One argument against using the chained CPI, and thereby reducing COLAs in Social Security and other federal retirement programs, is that the prices faced by Social Security beneficiaries and other retirees generally rise faster than prices faced by the population at large. That issue may be of particular concern because Social Security and pension benefits are the main source of income for many older people. BLS computes an unofficial price index that reflects the purchasing patterns of older people, called the experimental CPI for Americans 62 years of age and older (CPI-E). Since 1982 (the earliest date for which that index has been computed), annual inflation as measured by the CPI-E has been 0.2 percentage points higher, on average, than inflation as measured by the traditional CPI. That difference mainly reflects the fact that a larger percentage of spending by the elderly is for items whose prices tend to rise especially quickly, such as medical care. However, whether the cost of living actually grows at a faster rate for the elderly than for younger people is unclear, because measuring the prices that individuals actually pay for health care and accurately accounting for changes in the quality of that care are difficult.

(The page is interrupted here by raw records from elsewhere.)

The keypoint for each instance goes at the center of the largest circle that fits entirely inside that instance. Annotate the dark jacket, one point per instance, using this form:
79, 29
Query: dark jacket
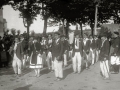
104, 51
92, 44
35, 49
116, 46
19, 51
57, 50
80, 48
86, 47
98, 43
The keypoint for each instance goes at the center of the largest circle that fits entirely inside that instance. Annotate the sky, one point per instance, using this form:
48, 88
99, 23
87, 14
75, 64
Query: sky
14, 21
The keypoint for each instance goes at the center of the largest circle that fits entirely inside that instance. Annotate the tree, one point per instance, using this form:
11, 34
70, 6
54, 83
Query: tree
18, 32
13, 31
28, 11
3, 2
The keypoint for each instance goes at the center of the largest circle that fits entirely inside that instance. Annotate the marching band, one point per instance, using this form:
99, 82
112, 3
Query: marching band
54, 51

Another potential drawback of this option is that a reduction in COLAs would ultimately have larger effects on the oldest beneficiaries and on those who initially become eligible for Social Security on the basis of a disability. For example, if benefits were adjusted every year by 0.25 percentage points less than the increase in the traditional CPI, Social Security beneficiaries would face a reduction in retirement benefits at age 75 of about 3 percent compared with what they would receive under current law, and a reduction at age 95 of about 8 percent. To protect vulnerable people, lawmakers might choose to reduce COLAs only for beneficiaries whose income or benefits were greater than specified amounts. Doing so, however, would reduce the budgetary savings from the option.
Finally, policymakers might prefer to maintain current law because they want benefits to grow faster than the cost of living, so that beneficiaries would share some of the benefits of economic growth. An alternative option would be to link benefits to wages or gross domestic product. Because those measures generally grow faster than inflation, such a change would increase outlays.